The Nvidia partnership underscores the seriousness of the commitment. In February 2026, Meta expanded its deal with the chipmaker to what analysts estimate at $35-67 billion, securing millions of Blackwell and next-generation Rubin GPUs at a time when competitors face months-long backorders.

“Today’s AI systems are very good at certain things, but very poor at certain things. This dichotomy must be fixed before artificial general intelligence is achieved.” — Demis Hassabis

The Jagged Intelligence Problem

While Meta races to scale, one of the field’s most respected scientists is urging caution. Speaking at the India AI Impact Summit in New Delhi this week, Google DeepMind CEO Demis Hassabis warned that current AI systems suffer from what he calls “jagged intelligence”—a phenomenon where models can solve complex problems like International Mathematical Olympiad challenges while failing at elementary arithmetic.

Hassabis, who shared the 2024 Nobel Prize in Chemistry for his work on AlphaFold, predicts that true artificial general intelligence remains five to eight years away. The path forward, he argues, requires solving fundamental limitations in planning capabilities, continual learning, and what he terms “true creativity”—the ability to not just solve problems but to formulate the right questions and hypotheses.

The risks divide into two categories, Hassabis explained. Societal risks emerge when bad actors misuse AI, requiring international collaboration and shared standards to mitigate. Technical risks arise when systems behave in unexpected and potentially harmful ways—a concern that grows more acute as models become more autonomous.

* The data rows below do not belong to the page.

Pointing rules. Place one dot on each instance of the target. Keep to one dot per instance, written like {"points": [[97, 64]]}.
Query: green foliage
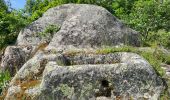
{"points": [[10, 25], [4, 79], [149, 15]]}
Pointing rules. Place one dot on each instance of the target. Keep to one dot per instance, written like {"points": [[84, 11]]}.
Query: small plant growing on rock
{"points": [[4, 78], [49, 30]]}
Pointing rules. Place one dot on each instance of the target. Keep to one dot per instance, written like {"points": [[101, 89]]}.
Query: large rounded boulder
{"points": [[81, 25]]}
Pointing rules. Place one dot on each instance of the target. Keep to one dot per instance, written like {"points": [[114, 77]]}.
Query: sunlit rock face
{"points": [[47, 70]]}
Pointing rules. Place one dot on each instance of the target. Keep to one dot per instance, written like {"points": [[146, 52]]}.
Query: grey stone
{"points": [[81, 25], [14, 57]]}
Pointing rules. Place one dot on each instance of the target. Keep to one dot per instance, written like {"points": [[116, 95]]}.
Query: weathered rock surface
{"points": [[81, 26], [14, 57], [48, 72], [91, 76]]}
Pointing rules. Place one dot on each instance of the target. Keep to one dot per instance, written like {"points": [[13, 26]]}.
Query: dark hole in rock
{"points": [[104, 90], [105, 83]]}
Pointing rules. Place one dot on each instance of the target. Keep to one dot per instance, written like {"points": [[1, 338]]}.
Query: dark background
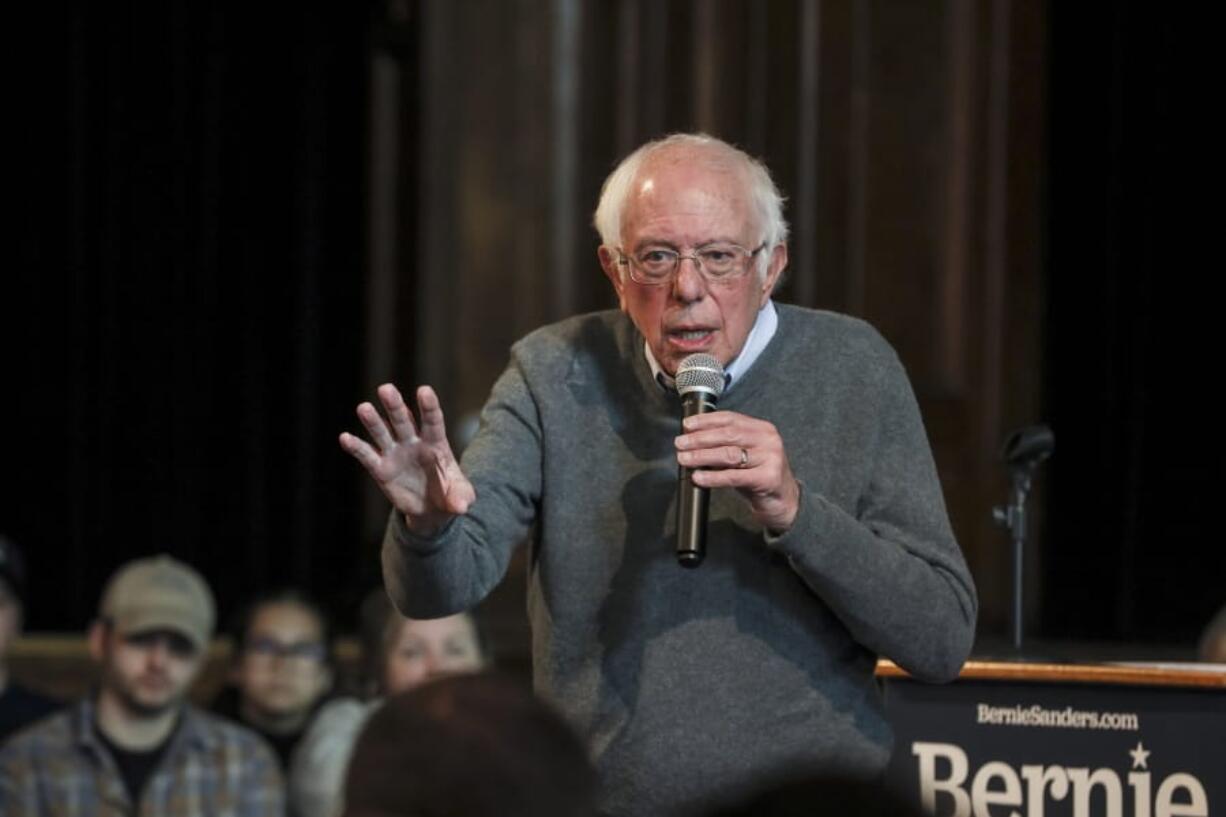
{"points": [[201, 237]]}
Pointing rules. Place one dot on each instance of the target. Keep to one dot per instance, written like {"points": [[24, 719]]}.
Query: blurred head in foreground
{"points": [[468, 746], [405, 653]]}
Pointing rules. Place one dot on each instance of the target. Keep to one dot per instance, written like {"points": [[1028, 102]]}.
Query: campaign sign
{"points": [[1004, 748]]}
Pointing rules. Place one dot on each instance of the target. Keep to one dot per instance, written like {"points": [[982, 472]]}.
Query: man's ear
{"points": [[99, 631], [613, 271], [776, 266]]}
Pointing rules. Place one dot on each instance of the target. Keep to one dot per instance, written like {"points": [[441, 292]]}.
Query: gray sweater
{"points": [[690, 685]]}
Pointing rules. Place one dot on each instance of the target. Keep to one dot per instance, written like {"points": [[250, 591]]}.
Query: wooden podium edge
{"points": [[1164, 675]]}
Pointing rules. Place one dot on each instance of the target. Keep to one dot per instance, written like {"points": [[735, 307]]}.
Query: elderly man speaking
{"points": [[828, 541]]}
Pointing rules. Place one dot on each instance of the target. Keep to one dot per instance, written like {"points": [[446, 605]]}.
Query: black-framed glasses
{"points": [[270, 649], [719, 261]]}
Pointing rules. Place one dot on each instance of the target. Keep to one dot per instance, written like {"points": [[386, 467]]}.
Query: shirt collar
{"points": [[760, 334]]}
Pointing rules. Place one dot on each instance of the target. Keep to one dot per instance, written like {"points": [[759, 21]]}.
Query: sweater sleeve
{"points": [[891, 569], [454, 571]]}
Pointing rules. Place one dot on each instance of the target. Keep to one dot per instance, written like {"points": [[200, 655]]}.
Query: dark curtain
{"points": [[183, 322], [1132, 367]]}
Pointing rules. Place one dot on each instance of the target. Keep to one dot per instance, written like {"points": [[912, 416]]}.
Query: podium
{"points": [[1054, 740]]}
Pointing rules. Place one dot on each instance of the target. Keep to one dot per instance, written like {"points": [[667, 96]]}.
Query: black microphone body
{"points": [[700, 382], [692, 499]]}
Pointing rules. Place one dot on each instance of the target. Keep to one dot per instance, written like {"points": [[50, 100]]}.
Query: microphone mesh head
{"points": [[700, 373]]}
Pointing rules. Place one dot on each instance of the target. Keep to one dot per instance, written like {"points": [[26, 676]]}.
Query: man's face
{"points": [[148, 672], [423, 649], [681, 206], [282, 671]]}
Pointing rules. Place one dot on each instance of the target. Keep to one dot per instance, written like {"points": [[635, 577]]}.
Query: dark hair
{"points": [[379, 622], [242, 623], [470, 746]]}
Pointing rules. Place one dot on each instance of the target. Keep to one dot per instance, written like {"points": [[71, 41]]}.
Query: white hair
{"points": [[764, 196]]}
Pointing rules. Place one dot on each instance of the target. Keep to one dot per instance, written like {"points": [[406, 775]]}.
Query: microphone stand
{"points": [[1023, 452]]}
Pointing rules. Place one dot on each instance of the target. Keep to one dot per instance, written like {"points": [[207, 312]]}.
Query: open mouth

The scientific promise remains Hassabis’s primary focus. He envisions a “new golden era of discovery” within 10 to 15 years, where AI enables personalized medicine, unlocks new materials for fusion energy, and eventually allows humanity to “travel the stars and explore the galaxy.” At Isomorphic Labs, his drug discovery spinoff, AI-designed cancer drugs are already entering preclinical trials.

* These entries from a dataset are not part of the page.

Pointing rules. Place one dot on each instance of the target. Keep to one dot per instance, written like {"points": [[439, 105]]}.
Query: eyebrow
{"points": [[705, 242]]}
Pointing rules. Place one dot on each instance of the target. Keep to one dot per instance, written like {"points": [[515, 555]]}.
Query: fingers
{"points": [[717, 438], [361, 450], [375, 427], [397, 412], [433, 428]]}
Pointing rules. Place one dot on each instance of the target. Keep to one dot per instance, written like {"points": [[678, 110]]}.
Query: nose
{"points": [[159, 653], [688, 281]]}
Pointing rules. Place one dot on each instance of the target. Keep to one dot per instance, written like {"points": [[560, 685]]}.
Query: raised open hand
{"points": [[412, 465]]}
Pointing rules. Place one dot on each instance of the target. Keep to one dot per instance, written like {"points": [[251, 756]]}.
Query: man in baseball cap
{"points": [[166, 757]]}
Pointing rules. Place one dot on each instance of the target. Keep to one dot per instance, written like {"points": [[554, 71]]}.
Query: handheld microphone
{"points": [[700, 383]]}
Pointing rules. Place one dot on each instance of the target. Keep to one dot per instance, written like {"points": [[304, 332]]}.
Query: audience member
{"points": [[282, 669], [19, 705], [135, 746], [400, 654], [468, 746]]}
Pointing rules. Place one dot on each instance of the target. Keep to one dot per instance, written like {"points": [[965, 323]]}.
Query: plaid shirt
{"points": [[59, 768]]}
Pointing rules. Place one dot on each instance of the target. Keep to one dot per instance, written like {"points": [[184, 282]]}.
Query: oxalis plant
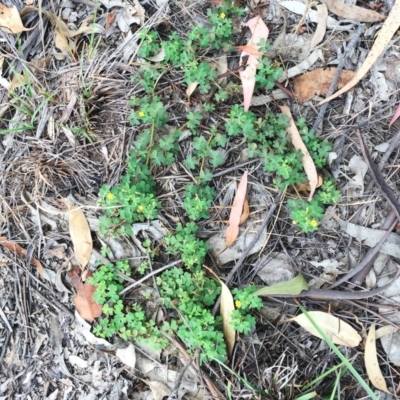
{"points": [[187, 292]]}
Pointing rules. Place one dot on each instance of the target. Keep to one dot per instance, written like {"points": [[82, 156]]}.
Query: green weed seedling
{"points": [[210, 130]]}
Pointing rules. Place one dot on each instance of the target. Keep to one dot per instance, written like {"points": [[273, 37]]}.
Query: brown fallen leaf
{"points": [[87, 308], [232, 231], [245, 213], [10, 20], [317, 82], [248, 77], [308, 163], [226, 309], [321, 26], [16, 248], [81, 237], [349, 11], [385, 35], [371, 362]]}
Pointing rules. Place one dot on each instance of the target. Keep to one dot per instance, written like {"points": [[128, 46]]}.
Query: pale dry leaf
{"points": [[159, 389], [248, 77], [318, 82], [84, 302], [10, 20], [389, 28], [340, 332], [226, 309], [16, 248], [81, 236], [350, 11], [127, 355], [321, 26], [62, 44], [245, 213], [232, 231], [395, 116], [192, 86], [371, 362], [308, 163]]}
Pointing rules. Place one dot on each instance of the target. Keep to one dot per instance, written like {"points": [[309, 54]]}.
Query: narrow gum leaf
{"points": [[340, 332], [371, 362], [232, 231], [226, 309], [293, 287]]}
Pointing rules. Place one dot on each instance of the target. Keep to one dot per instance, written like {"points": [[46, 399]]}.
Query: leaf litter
{"points": [[52, 182]]}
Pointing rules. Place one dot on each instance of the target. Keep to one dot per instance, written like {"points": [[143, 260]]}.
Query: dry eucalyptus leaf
{"points": [[371, 362], [317, 82], [340, 332], [385, 35], [226, 309], [350, 11], [10, 20], [232, 231], [297, 141], [81, 236]]}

Two Visions, One Destination

The divergence between Meta’s approach and DeepMind’s reflects a broader schism in the AI industry. Meta is building toward what it calls “radical abundance”—AI woven into every aspect of daily life, generating an estimated $15-20 billion annually from AI products already. DeepMind is focused on scientific breakthroughs that could take decades to materialize.

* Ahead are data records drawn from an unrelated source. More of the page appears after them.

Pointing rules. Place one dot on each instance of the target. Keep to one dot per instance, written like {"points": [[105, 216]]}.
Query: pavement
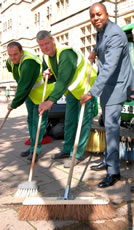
{"points": [[51, 177]]}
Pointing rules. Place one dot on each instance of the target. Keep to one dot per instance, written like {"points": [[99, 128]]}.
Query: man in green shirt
{"points": [[70, 71], [25, 68]]}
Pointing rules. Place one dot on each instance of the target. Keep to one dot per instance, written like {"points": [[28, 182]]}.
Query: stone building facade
{"points": [[68, 20]]}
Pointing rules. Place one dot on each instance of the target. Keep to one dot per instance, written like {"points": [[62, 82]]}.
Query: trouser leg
{"points": [[71, 122], [33, 118]]}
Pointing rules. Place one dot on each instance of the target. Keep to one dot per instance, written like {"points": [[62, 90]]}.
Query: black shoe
{"points": [[25, 154], [98, 167], [30, 157], [60, 155], [68, 162], [109, 180]]}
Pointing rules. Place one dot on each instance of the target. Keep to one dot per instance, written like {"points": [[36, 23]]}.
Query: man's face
{"points": [[98, 16], [15, 54], [48, 46]]}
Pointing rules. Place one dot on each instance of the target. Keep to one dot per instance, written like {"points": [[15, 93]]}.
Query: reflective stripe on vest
{"points": [[78, 82]]}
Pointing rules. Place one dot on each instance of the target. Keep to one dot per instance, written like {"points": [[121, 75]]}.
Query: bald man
{"points": [[112, 85]]}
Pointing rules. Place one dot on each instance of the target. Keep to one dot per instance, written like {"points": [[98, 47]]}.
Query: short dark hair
{"points": [[99, 4], [12, 44], [41, 35]]}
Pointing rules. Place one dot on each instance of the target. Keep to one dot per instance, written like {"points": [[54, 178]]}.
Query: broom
{"points": [[3, 122], [63, 208], [30, 188]]}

Meta’s upcoming models tell the story. Codenamed Avocado and Mango, these flagship systems target release in the first half of 2026. Avocado aims to leapfrog competitors in coding and reasoning, while Mango focuses on image and video generation—capabilities that could unlock $20-30 billion in additional revenue through Instagram Reels and Facebook Stories.

Yet both companies face the same underlying challenge: transforming AI from a fascinating technology into something reliable enough to bet the future on. For Meta, that means converting its billion monthly users into daily active participants. Current figures show only 40 million daily active users—a 4% daily usage rate compared to 84% for Meta’s overall app ecosystem.

The Infrastructure Reality

Behind the headlines about models and users lies a more prosaic concern: power. Meta’s planned 30 data centers through 2028 represent an enormous strain on electrical grids. The Prometheus facility in Ohio and Hyperion in Louisiana together will consume more electricity than many industrialized nations.

This infrastructure arms race has environmental implications that remain underexplored. Communities hosting these facilities face rising power bills, water shortages from cooling systems, and constant noise pollution. AMD and Microsoft are developing more efficient chips in response, but the fundamental tension between AI capabilities and resource consumption continues to intensify.

For enterprise technology leaders watching these developments, the strategic implications are clear. The companies that dominate AI will be those that can marshal not just talent and algorithms, but energy, silicon, and data center real estate at unprecedented scale. The $115 billion question is whether that scale will translate into the kind of reliable, general intelligence that Hassabis believes remains years away—or whether we’re building a jagged foundation on shifting sand.